Özellikle İzmir çevresi için yıllar önce şarlatan olmayan, gerçek bilim adamlarının yaptığı açıklamayı akılcı buluyorum. Bu bölge bir çok fay hattına sahip hareketli bir bölge. Sık sık deprem olur bu nedenle. Güzel tarafı hafif ve orta şiddetteki depremlerin çoğunu hissetmeyiz ama çok işe yararlar. Üzerindeki gerilim azalır her fay kırılmasında. Bu sebeple büyük deprem riski azdır İzmir civarında. Olası en büyük deprem büyüklüğü belki 6 yı biraz geçebilecektir. Hafif hasara sebebiyet verir bu büyüklükte bir yer sarsıntı. Yine de çok sayıda küçük depremlerin olması ürkütücü değil rahatlatıcıdır.  

4 yorum:

  1. Umarım bizlerin, düşündüğü gibi atlatırız bu günleri.Ben de biraz heyecanlandıracak, ama geçecek diye hissediyorum.

    YanıtlaSil
  2. Sorun deprem değil aslında. Temeli uygun olmayan ya da deprem faktörünü dikkate almadan inşa edilen yapılar can kaybına ve hasara sebep oluyor. Doğudaki toprak evlerin çoğu altı büyüklüğünde olası bir depreme karşı son derece savunmasız. Yine de aniden karşılaştığımızda içimizi korku sardığı bir gerçek.

    YanıtlaSil
  3. Hayvanlar da can taşıyor. Bizler gibi. Onlara karşı merhametli olmak aynı zamanda Allah'ı hatırlamak demektir. İnanç, adalet, ahlak, insanlık ve vicdan gereği. Siz bunu esirgemiyorsunuz. Hiç bir karşşılık beklemeden insanlığınızı yerine getiriyorsunuz. Bir anlamda siz de ruhen terapi oluyorsunuz bir takım kaza ve belalardan korunaklı oluyorsunuz.
    .....
    Vişneleri toplarken kargı ve hayıttan örülmüş doğal sepetlere koysanız, plastik kaptan daha anlamlı olur diye düşünüyorum. O zaman vişneler de bundan hoşnut olur. Hani Taşev'in otantik ambiansına da uygun düşer ve aynı zamanda çevreciliğiniz de gündemde sürekliliğini devam ettirir.
    .....
    Dünyanın her yerinde depremler oluyor. Büyük felaketler peşpeşe geliyor. Kıtlıklar, susuzluklar, hastalıklar, saavaşlar ve mülteciler sorunu bitmek bilmiyor. Herşeyin birbirine etkisi var. Herşey birbiriyle ilintili ve varlık sebebi gibi. İnsan ne yazık ki nankör bir yaratık. Fıtrata aykırı her davranış ve duruş bir domino etkisiyle birbirini tetikleyerek felaketler zinciri oluşturuyor diyebiliriz. Fiziken ölüme açığız. Aciziz.

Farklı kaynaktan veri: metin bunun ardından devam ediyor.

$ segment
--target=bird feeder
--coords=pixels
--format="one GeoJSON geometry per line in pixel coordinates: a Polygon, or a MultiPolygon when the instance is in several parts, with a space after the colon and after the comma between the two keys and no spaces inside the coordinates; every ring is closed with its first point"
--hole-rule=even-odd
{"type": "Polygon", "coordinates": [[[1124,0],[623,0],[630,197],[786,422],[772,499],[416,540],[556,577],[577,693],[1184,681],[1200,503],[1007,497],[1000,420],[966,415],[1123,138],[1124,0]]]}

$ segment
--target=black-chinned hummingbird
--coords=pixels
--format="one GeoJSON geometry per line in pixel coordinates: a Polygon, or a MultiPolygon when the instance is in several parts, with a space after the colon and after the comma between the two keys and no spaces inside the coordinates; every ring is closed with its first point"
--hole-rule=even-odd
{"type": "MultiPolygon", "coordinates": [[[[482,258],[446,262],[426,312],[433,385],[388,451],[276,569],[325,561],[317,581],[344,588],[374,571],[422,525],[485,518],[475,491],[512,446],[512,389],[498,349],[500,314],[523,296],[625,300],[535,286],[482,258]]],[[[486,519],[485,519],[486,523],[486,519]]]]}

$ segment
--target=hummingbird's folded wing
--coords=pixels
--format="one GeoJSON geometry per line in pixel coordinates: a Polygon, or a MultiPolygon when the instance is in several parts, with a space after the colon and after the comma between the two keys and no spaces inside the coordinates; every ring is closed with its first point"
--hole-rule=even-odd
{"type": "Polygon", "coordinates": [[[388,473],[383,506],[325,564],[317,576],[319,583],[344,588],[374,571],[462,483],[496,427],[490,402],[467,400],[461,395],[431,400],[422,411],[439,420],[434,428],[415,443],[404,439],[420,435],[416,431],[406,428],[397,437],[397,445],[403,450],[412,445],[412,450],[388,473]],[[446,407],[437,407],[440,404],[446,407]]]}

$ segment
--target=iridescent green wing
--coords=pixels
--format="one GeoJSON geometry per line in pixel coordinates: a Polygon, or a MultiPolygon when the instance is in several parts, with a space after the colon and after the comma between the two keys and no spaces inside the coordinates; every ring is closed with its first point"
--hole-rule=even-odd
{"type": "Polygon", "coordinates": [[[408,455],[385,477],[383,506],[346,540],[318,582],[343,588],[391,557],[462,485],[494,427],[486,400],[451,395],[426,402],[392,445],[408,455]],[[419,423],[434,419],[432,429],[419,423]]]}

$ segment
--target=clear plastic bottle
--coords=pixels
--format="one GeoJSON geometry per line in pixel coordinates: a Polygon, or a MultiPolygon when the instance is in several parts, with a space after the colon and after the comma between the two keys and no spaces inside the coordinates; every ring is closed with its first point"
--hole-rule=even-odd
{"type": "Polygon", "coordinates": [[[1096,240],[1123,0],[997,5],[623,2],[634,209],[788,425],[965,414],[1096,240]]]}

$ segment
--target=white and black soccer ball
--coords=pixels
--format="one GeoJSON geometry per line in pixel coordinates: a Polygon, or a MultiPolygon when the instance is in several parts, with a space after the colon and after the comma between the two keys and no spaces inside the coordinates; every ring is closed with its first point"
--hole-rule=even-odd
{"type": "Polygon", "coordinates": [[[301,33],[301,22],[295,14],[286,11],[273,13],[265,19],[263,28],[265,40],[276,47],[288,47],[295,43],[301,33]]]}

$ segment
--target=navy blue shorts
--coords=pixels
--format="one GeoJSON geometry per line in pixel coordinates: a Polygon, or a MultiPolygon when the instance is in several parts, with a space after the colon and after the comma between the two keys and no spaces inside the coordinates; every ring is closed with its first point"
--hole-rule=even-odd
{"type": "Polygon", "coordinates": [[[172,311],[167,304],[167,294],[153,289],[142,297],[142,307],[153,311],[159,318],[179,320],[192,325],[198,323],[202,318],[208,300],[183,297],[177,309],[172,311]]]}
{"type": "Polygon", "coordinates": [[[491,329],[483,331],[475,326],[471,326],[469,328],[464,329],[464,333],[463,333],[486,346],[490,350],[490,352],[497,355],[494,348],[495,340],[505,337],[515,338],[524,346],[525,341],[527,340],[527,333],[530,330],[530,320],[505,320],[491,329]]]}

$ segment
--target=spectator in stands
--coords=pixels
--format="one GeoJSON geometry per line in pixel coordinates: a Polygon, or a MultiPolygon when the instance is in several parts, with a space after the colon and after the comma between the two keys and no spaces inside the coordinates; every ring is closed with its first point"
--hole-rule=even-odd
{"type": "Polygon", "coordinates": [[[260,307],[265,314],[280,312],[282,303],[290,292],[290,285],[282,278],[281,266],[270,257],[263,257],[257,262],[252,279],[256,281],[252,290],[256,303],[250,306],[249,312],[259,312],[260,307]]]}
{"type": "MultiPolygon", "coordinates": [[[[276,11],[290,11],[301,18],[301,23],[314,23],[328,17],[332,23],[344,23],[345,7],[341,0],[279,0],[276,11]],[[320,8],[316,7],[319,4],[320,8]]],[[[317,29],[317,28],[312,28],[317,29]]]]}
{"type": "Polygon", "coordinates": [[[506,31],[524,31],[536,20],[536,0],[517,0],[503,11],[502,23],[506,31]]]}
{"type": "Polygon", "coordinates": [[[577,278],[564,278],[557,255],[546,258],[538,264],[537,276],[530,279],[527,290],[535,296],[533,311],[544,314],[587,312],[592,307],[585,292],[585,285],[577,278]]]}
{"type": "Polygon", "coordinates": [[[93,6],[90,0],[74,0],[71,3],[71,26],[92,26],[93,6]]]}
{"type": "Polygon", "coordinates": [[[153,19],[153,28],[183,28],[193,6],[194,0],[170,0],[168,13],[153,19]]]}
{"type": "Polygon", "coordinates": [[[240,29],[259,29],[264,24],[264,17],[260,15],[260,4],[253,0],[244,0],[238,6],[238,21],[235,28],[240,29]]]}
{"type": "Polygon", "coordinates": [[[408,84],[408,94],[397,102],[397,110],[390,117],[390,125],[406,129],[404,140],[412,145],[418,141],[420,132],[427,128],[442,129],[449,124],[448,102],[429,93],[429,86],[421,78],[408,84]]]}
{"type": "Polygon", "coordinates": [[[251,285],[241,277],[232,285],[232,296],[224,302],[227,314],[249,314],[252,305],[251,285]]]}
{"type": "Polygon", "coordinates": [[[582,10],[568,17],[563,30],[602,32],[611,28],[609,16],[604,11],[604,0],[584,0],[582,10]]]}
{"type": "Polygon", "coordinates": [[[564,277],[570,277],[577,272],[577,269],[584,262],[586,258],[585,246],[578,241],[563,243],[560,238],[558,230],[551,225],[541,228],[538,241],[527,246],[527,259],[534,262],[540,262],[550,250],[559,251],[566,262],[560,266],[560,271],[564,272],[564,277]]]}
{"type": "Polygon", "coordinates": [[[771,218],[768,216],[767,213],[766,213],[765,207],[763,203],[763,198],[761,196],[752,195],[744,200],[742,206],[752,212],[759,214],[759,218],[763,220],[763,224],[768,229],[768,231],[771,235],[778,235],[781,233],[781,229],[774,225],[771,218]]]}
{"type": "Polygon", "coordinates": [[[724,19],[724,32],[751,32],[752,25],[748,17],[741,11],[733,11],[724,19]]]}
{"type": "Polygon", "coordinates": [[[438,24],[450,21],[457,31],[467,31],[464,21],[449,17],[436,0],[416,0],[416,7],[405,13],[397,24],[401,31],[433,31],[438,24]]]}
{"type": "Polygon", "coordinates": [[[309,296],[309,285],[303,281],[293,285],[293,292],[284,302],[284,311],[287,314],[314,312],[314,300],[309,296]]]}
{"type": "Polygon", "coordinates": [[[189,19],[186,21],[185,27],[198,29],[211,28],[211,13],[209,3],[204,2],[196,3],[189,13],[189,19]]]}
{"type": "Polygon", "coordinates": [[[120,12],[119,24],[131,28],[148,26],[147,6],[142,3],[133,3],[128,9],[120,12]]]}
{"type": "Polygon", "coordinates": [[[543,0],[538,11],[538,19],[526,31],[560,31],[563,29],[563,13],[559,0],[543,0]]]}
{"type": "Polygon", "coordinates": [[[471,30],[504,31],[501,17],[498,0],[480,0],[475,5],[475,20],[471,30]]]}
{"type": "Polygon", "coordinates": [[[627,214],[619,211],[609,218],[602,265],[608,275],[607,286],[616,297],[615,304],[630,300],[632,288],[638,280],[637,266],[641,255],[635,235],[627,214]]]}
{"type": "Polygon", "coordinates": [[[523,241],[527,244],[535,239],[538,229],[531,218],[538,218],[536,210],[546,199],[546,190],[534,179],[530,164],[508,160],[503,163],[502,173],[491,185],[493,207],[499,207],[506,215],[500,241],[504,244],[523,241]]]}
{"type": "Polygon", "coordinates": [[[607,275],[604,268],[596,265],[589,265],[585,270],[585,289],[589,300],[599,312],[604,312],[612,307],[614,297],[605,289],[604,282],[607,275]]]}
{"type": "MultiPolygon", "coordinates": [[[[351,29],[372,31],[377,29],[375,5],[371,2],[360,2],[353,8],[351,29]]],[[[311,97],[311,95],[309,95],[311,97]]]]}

Oysa sevgiyle bir dokunuş, şefkatle bir sarılış, merhametle bir bakış bütün olumsuzlukları durdurabilir.
    .....
    Okyanusötesi bir kelebeğin kanat çırpması dünyanın öbür yüzündeki bir noktayı nasıl etkiliyebiliyorsa, evrende bir nokta olan insanın duruşu sonsuz bir evrendeki doğru yada eğri bir hareketi nasıl etkiler diye düşünenlerdenim. Hepimiz bütün insanlık olarak iyiisek beklentimiz iyi olur. Kötüysek de kıyamete hazırlanmamız gerektiğini bilenlerdenim.
    .....
    Venüs'ün ağzı var belki dili yok ama, onun dileği de sahibinin sevgi, şefkat, merhamet göstermesiyle ilgilidir. Vesselam...

    YanıtlaSil
    Yanıtlar
    1. Haklısınız. İnsan olarak hayvanlardan daha üstün görsek de kendimizi, pek çok kötü yönümüz onlarda yok. Venüs henüz haylaz bir çocuk, yaramazlıktan başka bir şey yaptığı yok. Çok zeki, ne bulursa yiyor, bizi çok eğlendiriyor. Barınaktan gelen Fifi ise son derece zarif, duygulu ve anlayışlı. Fifi ile hergün göz göze gelip konuşuyorum. Birbirimizi anladığımızdan hiç şüphem yok.

      Öyle satılacak kadar vişnemiz yok. Topladığım vişneler hemen reçel yapılmak üzere kazanlara konuldu. Ya kavanozlara doldurup Taş Ev'de satacağız ya da kahvaltılarımızda yerini alacak.

      İnsanın nankör bir yaratık olduğu, tabii afetleri hak ettiği söylenir bazen. Ne yazık ki kurunun yanında yaş da yanıyor. Diğer taraftan sevginin, şefkatin ve merhametin egemen olması durumunda yöneticiler gerekli bütün önlemleri alacaktır. İşte o zaman sağlıklı zeminlere depreme dayanıklı yapılar yapılacak, dere yataklarında yapılaşmaya müsaade edilmeyecek, drenaj sistemi sağlıklı olacak, susuzluğa karşı su kullanımı bilinçli yapılacak, herkes ihtiyacı kadar yiyecek, sağlık hizmeti hakkıyla verilecektir. Bunlar olursa insanlar daha az zarar görecektir.

      İnancım odur ki, insanların çok büyük bir kısmı değil kıyamet, yarını bile düşünmekten aciz.

      Venüs bizim küçük torunumuz. Onun keyfi yerinde olduğu zaman biz mutlu oluyoruz.